# First time fish-in cycle progress



## Daven (May 18, 2015)

Hey guys, i was wondering what the maximum ppm ratings should be for when cycling with fish. I did not know the extent of harm it can do, so i have already gotten 12 fancy guppies from a family member who downsized. Nothing i can do now but keep them healthy as possible. 30 gallon tank with an aquaclear 200 HOB filter, and an undergravel filter with the two air stones firing up to the filters mounted at the top of the tubes. Temp heated to 81*F. Ive had the tank going for maybe 10 days, 7 of which have had the fish in as well. I have changed the water (30% or so) daily to keep things happy since i know this is alot of BB that needs to develope for the waste. 

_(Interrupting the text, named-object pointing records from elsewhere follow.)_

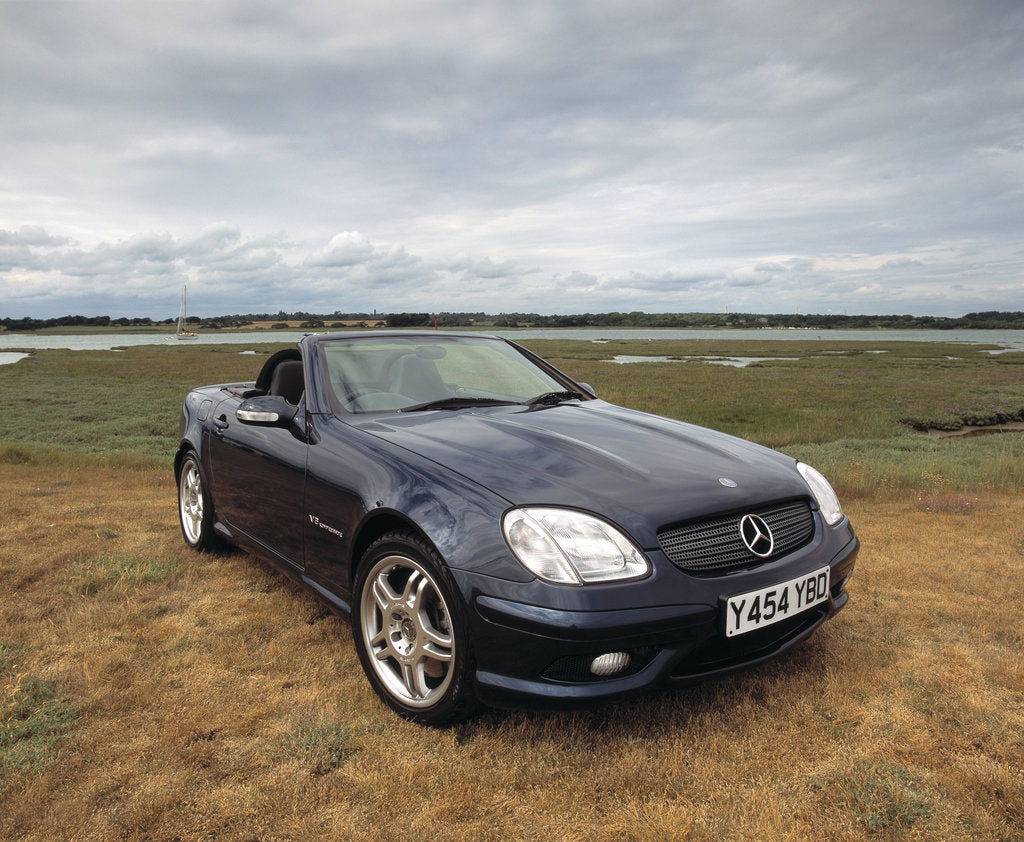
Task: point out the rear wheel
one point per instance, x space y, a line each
195 507
410 631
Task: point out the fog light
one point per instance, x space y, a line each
609 664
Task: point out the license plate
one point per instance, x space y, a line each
755 609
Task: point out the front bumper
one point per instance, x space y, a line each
528 653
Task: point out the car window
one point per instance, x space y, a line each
373 374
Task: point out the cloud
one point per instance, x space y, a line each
548 157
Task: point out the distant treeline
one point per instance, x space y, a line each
990 320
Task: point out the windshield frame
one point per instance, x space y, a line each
429 346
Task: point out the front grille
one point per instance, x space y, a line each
715 546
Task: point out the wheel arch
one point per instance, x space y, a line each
376 525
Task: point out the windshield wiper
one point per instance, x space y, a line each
550 398
458 404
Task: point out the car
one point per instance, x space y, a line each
499 535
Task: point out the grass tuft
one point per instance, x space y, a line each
35 719
321 744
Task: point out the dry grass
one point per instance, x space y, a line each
183 696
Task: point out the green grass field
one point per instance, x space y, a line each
151 692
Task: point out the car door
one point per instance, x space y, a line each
258 474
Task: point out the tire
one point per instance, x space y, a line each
195 507
410 628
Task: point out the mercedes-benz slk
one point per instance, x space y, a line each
499 534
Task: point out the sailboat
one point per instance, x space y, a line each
183 333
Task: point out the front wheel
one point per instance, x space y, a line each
410 631
195 507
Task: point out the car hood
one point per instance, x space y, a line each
639 470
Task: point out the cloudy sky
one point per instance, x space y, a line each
765 156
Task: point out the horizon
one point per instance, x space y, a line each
760 156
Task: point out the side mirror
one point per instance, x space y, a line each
266 411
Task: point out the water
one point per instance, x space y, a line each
1009 340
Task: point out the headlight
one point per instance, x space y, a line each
832 511
572 548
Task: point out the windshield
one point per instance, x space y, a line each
391 373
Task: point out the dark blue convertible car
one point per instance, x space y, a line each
497 533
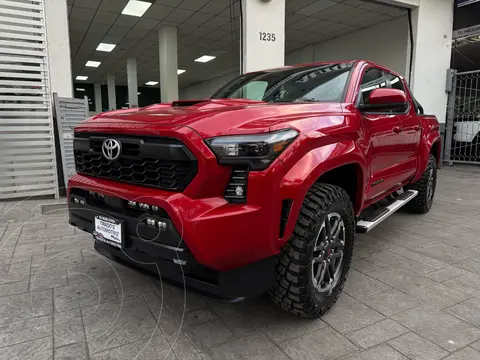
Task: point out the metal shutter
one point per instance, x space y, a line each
27 149
69 112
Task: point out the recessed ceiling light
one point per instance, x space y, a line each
93 63
136 8
106 47
205 58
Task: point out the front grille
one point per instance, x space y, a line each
156 162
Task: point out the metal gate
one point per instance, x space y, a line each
27 149
462 140
68 112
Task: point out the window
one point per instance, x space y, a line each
319 83
372 79
253 90
395 82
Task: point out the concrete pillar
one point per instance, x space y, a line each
263 41
432 36
97 89
167 37
132 82
402 3
58 43
112 96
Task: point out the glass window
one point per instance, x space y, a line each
395 82
372 79
320 83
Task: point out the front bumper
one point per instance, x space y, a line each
164 252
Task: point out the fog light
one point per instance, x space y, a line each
239 191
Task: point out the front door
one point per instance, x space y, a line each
382 141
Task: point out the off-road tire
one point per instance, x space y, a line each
294 289
421 204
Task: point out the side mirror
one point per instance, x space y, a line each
386 99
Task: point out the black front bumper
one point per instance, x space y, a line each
167 255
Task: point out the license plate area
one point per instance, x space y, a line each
108 231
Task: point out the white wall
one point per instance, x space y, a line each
264 51
206 89
58 42
432 30
385 44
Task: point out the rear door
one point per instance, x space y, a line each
411 127
382 140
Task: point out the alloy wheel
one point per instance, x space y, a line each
328 254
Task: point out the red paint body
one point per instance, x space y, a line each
225 236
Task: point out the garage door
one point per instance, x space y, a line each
27 150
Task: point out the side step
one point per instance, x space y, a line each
365 225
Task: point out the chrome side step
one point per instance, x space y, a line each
364 226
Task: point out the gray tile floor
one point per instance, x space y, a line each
413 293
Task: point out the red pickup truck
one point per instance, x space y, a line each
261 187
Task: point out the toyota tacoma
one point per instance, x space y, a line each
260 188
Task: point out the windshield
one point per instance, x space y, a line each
320 83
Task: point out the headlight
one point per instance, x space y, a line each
257 151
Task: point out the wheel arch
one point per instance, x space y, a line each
336 164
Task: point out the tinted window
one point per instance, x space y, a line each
324 83
395 82
372 79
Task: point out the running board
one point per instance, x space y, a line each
365 225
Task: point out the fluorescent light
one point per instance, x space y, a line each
136 8
205 58
106 47
93 63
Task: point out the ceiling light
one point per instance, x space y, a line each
93 63
106 47
136 8
205 58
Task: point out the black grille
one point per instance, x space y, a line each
157 162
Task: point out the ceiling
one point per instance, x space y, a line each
205 27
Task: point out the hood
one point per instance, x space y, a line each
212 117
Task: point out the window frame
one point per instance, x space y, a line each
387 86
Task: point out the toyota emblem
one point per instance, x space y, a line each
111 149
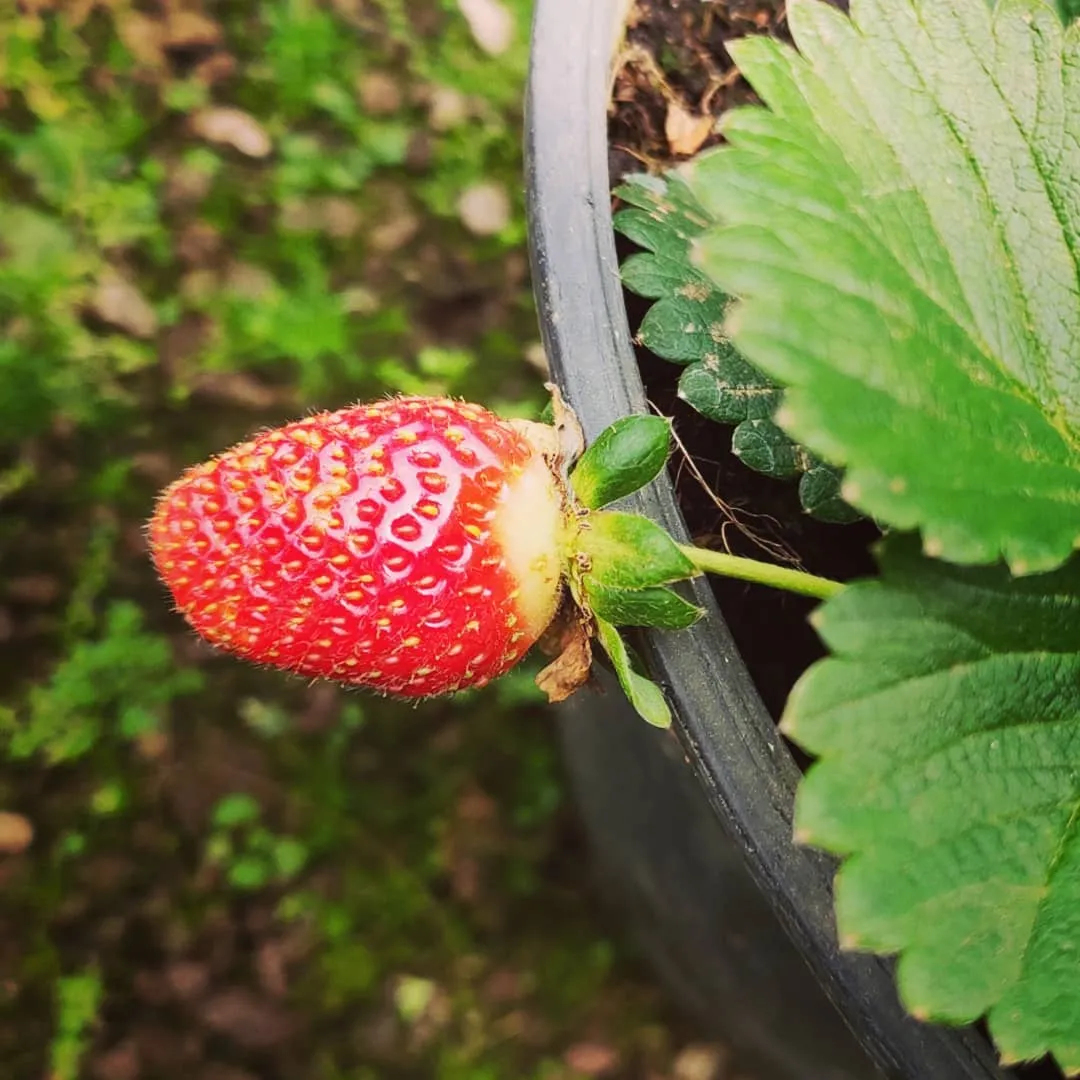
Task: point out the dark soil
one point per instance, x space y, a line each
675 59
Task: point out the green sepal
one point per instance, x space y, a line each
628 551
623 458
656 606
643 693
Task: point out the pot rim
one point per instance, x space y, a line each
731 742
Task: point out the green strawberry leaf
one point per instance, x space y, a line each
628 551
656 606
947 731
686 324
820 494
728 390
643 693
623 458
764 446
902 227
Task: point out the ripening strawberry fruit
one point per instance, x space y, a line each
414 545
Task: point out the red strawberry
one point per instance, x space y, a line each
414 545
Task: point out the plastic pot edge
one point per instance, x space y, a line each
740 761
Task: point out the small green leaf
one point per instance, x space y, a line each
656 606
764 446
628 551
622 459
238 808
946 729
728 390
906 257
820 495
644 694
686 326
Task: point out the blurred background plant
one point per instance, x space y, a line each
215 216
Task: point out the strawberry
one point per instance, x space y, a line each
414 545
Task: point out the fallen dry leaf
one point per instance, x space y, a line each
143 37
592 1058
229 126
119 302
484 208
569 671
379 93
700 1061
490 24
187 29
16 833
686 131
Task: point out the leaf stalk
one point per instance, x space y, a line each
763 574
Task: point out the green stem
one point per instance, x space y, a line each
763 574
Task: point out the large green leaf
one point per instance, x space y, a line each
903 225
686 326
947 730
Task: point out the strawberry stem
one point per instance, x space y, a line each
763 574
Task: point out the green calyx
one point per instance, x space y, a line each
621 565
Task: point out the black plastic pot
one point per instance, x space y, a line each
693 834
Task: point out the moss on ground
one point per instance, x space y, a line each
214 217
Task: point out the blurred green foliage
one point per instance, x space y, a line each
214 217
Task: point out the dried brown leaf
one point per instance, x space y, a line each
119 302
490 24
569 671
228 126
16 833
686 131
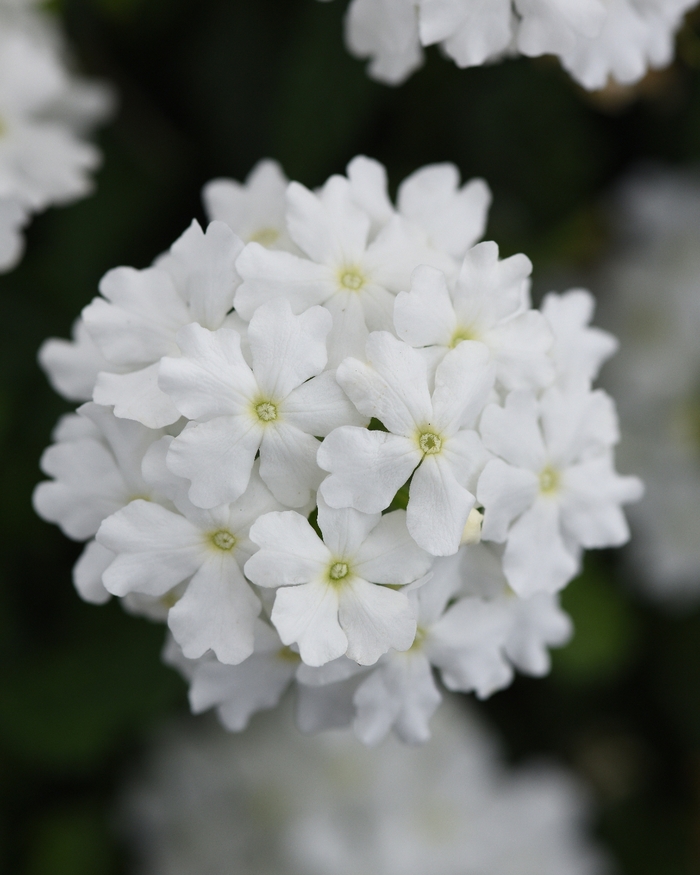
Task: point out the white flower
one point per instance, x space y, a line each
255 210
354 277
553 26
453 218
386 32
429 434
634 37
272 800
96 465
525 627
157 549
208 423
41 161
473 629
578 350
72 365
651 286
135 321
274 407
596 40
336 596
489 303
238 691
45 113
472 32
554 489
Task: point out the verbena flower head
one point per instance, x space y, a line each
273 800
295 444
595 40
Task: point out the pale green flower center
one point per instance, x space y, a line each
223 540
286 654
421 635
265 236
463 334
352 279
338 571
266 411
430 443
549 480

Nutrafin liquid test kits, which i am finding somewhat hard to tell exact readings. PH seems to show 7.5, about the same for my tapwater. Yesterday i tested before the water change and seems to have no colour change from the amonia anymore. Nitrites seemed to show .8, and nitrates 5ish. So im excited to see it seemingly onto the next stage of the cycle! I have been treating the water with Aquaplus to remove chlorine and such and leaving overnight. I also used "Cycle" since it was recomended by the pet store, but i stopped that a couple days ago

Fish have all been happy and active so far, so im hoping im doing a decent job keeping things mellow


----------



## jrman83 (Jul 9, 2010)

Sounds okay. No need to keep the tank at 81. You can lower to 75 or so with those fish.


----------